Environ 800 pompiers sont toujours mobilisés ce mercredi 15 juillet 2026, au matin, en forêt de Fontainebleau pour maîtriser les reprises de feu signalées. « Trois reprises modérées de feu » ont été confirmées par Paul-Édouard Laurain, porte-parole du Service départemental d’incendie et de secours (Sdis) de Seine-et-Marne.
Le secteur du Grand Parquet, où est survenu le second incendie lundi après-midi, a été particulièrement victime des flammes, engendrant la destruction d'environ 450 hectares. L'incendie principal, qui a été déclenché près de l'autoroute A6, a ravagé près de 1.600 hectares en l'espace de deux jours.
Selon Paul-Édouard Laurain, les missions à venir seront essentiellement orientées vers le « noyage », visant à éteindre les moitiés incandescentes dans le sol ou les branches tombées. « Nous devons nous assurer qu’il ne reste pas de feu latent », a-t-il ajouté, précisant que des actions pour rouvrir les axes et désengager certains pompiers seront envisagées.
Un dispositif aérien allégé
Le dispositif aérien a été réduit, avec trois Canadair, un Dash, et deux hélicoptères bombardiers d’eau en opération.

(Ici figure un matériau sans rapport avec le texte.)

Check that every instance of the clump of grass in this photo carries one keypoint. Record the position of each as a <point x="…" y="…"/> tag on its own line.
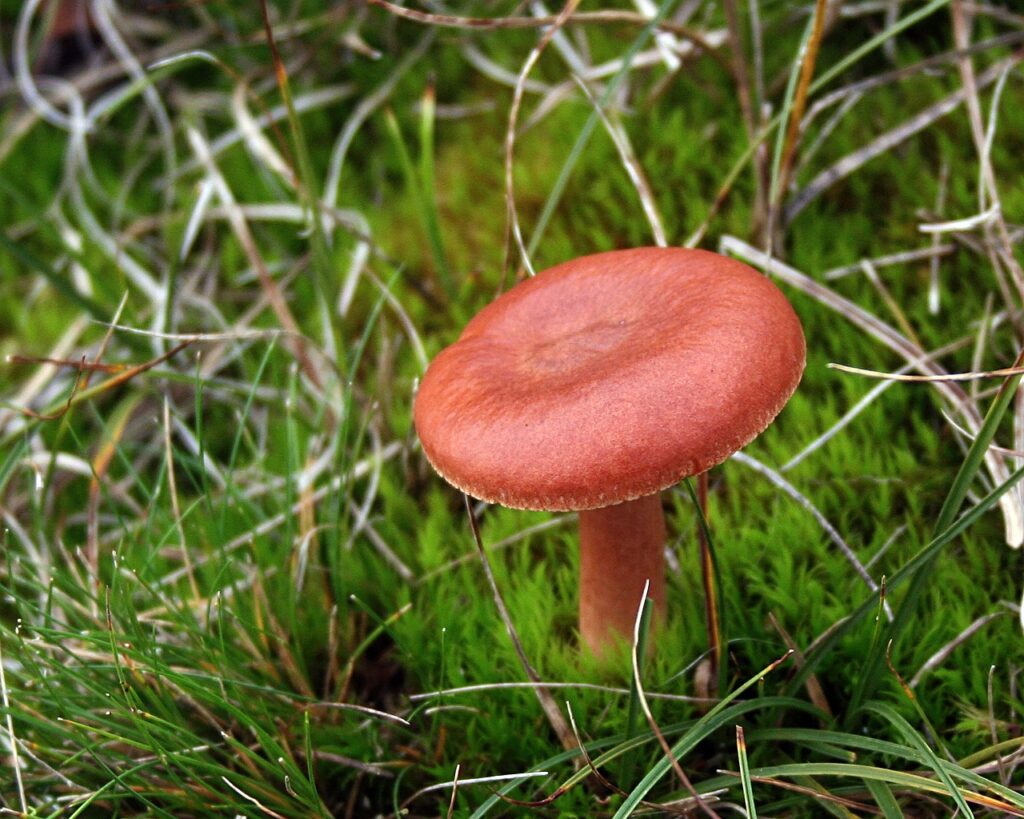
<point x="229" y="245"/>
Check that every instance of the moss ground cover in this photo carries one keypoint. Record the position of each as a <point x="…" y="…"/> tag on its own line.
<point x="231" y="586"/>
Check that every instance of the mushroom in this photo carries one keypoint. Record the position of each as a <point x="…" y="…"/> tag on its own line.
<point x="598" y="383"/>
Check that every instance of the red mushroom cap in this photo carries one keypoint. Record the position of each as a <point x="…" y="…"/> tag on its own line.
<point x="608" y="378"/>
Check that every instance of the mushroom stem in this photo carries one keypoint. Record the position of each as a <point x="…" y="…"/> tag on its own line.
<point x="621" y="548"/>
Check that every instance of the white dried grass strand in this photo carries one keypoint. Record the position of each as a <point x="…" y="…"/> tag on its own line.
<point x="322" y="97"/>
<point x="407" y="322"/>
<point x="66" y="462"/>
<point x="254" y="138"/>
<point x="904" y="257"/>
<point x="478" y="780"/>
<point x="46" y="372"/>
<point x="23" y="71"/>
<point x="484" y="687"/>
<point x="887" y="141"/>
<point x="849" y="416"/>
<point x="499" y="74"/>
<point x="197" y="217"/>
<point x="857" y="371"/>
<point x="1014" y="525"/>
<point x="361" y="514"/>
<point x="668" y="43"/>
<point x="632" y="166"/>
<point x="774" y="477"/>
<point x="934" y="292"/>
<point x="360" y="469"/>
<point x="967" y="223"/>
<point x="368" y="104"/>
<point x="940" y="656"/>
<point x="102" y="14"/>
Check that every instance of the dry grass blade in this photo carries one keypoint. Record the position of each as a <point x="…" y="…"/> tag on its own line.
<point x="632" y="165"/>
<point x="558" y="723"/>
<point x="655" y="729"/>
<point x="805" y="502"/>
<point x="512" y="214"/>
<point x="489" y="24"/>
<point x="248" y="242"/>
<point x="890" y="139"/>
<point x="940" y="656"/>
<point x="808" y="61"/>
<point x="952" y="393"/>
<point x="472" y="689"/>
<point x="904" y="257"/>
<point x="857" y="371"/>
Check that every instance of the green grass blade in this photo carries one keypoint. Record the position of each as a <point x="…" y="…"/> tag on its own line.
<point x="744" y="774"/>
<point x="588" y="127"/>
<point x="702" y="728"/>
<point x="870" y="674"/>
<point x="59" y="283"/>
<point x="918" y="741"/>
<point x="428" y="192"/>
<point x="884" y="798"/>
<point x="907" y="570"/>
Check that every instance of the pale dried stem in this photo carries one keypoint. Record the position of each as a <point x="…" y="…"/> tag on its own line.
<point x="878" y="330"/>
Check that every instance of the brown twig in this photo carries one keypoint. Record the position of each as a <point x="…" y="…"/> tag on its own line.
<point x="808" y="61"/>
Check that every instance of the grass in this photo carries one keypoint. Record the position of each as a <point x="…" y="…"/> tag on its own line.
<point x="232" y="586"/>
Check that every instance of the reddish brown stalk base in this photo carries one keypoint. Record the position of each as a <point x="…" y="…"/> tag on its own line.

Le Dash, qui a changé son point de ravitaillement pour Melun, permettra de gagner du temps par rapport à ses précédentes missions.
Le sol tourbeux de la forêt nécessite une vigilance accrue pour éviter les « feux zombies ». « Un feu de tourbe peut se propager (dans le sol) pendant plusieurs jours, voire semaines, et peut réapparaître à plus de 100 mètres de l’incendie initial », a averti Pierre Ory, préfet de Seine-et-Marne, soulignant que certaines portions de l’A6 demeurent fermées.
En parallèle, quatre personnes restent en garde à vue, dont un pompier volontaire qui a avoué avoir « mis le feu à des brindilles avec un briquet et de l’essence » à Arbonne-la-Forêt. Cette situation relance le débat sur la responsabilité individuelle en matière de sécurité incendie dans des zones à risque.